Sometimes these things break. For instance if your application provides a byte[]
encoded in one encoding and tells the String
constructor it is a different encoding, you are liable to get nonsense Unicode in the String
. Often called mojibake.
How does it know that it's unicode?
String
is designed to be Unicode based.
The code that needs to know is the code that is forming the strings from other things. The String
class just assumes that it content is meaningful. (At one level ... it doesn't care. You can populate a String
with malformed UTF-16 or total nonsense. The String
will faithfully record and reproduce the nonsense.)

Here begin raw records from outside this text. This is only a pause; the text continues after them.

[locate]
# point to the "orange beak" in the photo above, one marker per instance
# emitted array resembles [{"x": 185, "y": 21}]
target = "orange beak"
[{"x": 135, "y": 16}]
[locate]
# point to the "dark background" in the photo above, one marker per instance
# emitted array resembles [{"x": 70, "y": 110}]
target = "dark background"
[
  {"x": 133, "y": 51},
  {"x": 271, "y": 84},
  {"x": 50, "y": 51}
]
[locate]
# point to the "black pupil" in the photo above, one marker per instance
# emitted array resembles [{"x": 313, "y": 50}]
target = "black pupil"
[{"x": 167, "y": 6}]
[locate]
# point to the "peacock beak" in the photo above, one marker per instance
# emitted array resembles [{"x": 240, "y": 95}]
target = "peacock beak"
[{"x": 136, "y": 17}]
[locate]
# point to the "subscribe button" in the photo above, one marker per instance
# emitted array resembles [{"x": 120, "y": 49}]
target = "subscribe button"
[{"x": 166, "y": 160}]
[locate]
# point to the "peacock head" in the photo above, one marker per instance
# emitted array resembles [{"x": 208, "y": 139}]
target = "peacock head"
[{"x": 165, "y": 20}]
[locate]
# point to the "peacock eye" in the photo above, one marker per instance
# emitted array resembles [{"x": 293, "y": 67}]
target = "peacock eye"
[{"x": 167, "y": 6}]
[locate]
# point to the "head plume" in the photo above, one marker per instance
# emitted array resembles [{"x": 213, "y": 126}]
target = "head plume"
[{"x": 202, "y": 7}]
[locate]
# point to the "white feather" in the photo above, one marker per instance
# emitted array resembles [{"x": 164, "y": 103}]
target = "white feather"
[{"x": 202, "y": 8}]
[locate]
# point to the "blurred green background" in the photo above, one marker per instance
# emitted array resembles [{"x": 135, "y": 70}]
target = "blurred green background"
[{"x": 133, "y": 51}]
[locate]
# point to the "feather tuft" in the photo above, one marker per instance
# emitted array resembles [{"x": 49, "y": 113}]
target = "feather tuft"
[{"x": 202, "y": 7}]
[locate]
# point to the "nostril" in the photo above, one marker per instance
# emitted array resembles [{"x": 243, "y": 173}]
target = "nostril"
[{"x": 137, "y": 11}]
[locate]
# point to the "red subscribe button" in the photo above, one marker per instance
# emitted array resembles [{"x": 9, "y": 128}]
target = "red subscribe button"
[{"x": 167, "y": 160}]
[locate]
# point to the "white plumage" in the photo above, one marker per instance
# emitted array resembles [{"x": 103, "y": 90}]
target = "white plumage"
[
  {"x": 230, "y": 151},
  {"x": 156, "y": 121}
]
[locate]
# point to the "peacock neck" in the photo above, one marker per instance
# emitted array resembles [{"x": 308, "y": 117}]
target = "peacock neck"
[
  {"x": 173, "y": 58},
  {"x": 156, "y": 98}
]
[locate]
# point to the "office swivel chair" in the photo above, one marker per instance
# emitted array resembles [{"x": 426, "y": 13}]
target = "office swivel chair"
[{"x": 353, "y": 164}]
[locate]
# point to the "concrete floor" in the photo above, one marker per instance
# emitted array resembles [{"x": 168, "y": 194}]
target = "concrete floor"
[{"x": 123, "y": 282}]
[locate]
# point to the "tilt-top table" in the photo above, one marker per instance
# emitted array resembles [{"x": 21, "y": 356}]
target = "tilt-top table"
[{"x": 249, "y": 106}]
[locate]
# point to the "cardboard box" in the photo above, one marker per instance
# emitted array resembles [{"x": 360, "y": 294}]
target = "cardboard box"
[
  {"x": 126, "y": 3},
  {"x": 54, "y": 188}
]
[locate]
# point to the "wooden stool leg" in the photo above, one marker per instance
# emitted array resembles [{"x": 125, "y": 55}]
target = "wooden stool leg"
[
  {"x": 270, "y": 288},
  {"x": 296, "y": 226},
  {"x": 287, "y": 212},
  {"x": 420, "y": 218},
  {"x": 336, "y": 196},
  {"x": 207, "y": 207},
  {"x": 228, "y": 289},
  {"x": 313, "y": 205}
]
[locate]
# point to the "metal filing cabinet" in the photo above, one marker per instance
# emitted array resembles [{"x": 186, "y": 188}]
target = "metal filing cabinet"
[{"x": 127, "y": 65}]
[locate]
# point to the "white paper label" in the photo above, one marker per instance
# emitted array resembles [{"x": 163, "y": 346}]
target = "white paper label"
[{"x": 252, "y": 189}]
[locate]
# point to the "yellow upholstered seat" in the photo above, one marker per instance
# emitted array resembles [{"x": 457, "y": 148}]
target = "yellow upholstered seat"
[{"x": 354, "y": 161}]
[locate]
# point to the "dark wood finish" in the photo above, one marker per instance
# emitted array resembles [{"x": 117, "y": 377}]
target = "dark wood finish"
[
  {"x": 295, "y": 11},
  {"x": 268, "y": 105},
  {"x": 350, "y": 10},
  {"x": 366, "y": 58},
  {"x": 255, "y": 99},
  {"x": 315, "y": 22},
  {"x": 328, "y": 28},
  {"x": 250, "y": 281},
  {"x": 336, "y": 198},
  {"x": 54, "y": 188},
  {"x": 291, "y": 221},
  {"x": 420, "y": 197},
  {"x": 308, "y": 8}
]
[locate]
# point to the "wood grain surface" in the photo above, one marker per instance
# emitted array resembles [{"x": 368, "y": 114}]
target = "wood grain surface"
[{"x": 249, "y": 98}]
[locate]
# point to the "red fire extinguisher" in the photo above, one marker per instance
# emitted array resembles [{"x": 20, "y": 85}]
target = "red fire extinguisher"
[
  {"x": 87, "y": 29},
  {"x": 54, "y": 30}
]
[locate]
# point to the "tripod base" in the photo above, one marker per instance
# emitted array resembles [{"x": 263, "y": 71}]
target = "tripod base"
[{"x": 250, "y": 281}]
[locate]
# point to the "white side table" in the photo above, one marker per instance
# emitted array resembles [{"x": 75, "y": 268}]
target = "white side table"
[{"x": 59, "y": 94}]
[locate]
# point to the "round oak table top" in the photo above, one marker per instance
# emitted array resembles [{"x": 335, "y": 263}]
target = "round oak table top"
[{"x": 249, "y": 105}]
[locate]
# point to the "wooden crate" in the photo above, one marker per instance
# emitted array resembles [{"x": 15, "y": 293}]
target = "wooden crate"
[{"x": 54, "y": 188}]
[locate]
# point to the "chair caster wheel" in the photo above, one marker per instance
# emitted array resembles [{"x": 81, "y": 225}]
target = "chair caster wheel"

Having said that, there is an important mistake in your code.
The charAt
method does not return a Unicode codepoint. A String is primarily modeled as a sequence of UTF-16 codeunits, and charAt
returns those.
Unicode codepoints are actually numbers in the range range 0hex to 10FFFFhex. That doesn't fit into a char
... which is limited to 0hex to FFFFhex.
UTF-16 encodes Unicode codepoints into 16 bit codeunits. So, the value returned by charAt
represents either an entire Unicode codepoint (for codepoints in the range 0hex to FFFFhex) or the top or bottom part of a codepoint (for codepoints larger than FFFFhex).
If you want String
to return (complete) Unicode codepoints, you need to use String.codePointAt
. But it is important to read the javadocs carefully to understand how the method should be used. (It may be simpler to use the String.codePoints()
method.)
At any rate, what this means is that your code is NOT assigning a Unicode codepoint to finalInt
in all cases. It works for Unicode characters in the BMP (code plane zero) but not the higher code planes. It will break for the Unicode codepoints for Emojis, for example.